This means that the value of our array at index 1 (`3`) will be added to the value of 2-1 (`1`) which gives us the answer of `4`.

Hey - thanks for breaking this down. It helped me understand more clearly how the function is working. Do you have clarity on why if `( n <= 0)` returns `0`, as opposed to returning 1 like in the multiply function that was provided as a description for this challenge? The “hint” says " `sum` returns the answer, `0` - the sum of elements from 0 to 0 inclusive." I’m not sure I totally understand. Do you?

Because when you call the function as `sum([1,2,3], 0)` then you want to return `0` because you aren’t summing any of the numbers. If it returned `1` then the function would always return `1` more than the sum of the first `n` numbers because you are always adding the extra `1` for the base case.

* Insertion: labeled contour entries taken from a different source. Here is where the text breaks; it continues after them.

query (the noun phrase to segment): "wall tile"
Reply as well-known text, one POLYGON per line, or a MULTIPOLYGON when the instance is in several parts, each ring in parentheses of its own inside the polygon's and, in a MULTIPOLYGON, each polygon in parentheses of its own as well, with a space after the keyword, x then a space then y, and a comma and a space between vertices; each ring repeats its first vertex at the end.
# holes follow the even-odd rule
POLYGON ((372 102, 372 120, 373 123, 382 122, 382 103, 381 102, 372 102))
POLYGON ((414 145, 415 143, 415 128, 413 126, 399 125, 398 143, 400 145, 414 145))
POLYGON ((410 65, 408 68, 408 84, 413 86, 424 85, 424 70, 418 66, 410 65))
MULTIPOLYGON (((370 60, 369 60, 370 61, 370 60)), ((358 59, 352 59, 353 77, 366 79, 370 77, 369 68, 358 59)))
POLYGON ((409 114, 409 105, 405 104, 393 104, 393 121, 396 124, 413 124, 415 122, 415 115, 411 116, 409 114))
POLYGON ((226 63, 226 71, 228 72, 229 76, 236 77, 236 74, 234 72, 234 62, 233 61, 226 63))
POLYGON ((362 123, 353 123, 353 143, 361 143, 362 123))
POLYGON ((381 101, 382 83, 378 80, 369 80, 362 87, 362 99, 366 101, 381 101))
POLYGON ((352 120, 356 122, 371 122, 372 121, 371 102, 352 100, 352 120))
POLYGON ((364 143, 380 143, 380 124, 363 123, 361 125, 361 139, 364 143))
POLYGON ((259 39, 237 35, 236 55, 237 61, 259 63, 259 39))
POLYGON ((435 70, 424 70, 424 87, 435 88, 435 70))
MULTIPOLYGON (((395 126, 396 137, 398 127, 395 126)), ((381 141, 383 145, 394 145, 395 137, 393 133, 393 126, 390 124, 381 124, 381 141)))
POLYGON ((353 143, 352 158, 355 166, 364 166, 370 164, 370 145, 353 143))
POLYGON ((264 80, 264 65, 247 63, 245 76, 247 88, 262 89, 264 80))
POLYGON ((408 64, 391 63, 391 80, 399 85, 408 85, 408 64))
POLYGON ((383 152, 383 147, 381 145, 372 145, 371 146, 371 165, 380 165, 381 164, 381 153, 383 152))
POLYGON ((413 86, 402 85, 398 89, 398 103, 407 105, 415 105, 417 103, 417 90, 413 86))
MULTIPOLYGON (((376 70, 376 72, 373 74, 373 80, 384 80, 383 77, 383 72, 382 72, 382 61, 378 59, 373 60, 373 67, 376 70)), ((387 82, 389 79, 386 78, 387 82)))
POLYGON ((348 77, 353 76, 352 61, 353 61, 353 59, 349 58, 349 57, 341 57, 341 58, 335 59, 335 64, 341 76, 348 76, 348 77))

The reason the `multiply` function returns `1` in the base case is because if it returned `0` then the function would always return `0` since anything multiplied by `0` is `0`. So it returns `1` instead which is harmless since `1` multiplied by any number is that number. Granted, this means if you called it as `multiply([1,2,3], 0)` you get `1` which doesn’t necessarily make sense, but that’s the way it has to be for the recursion to work.

struggling with this challenge, and concept a lot. how does `arr[2 - 1]` equal 1? wouldn’t it be the object at index 1 of `arr`, so 3?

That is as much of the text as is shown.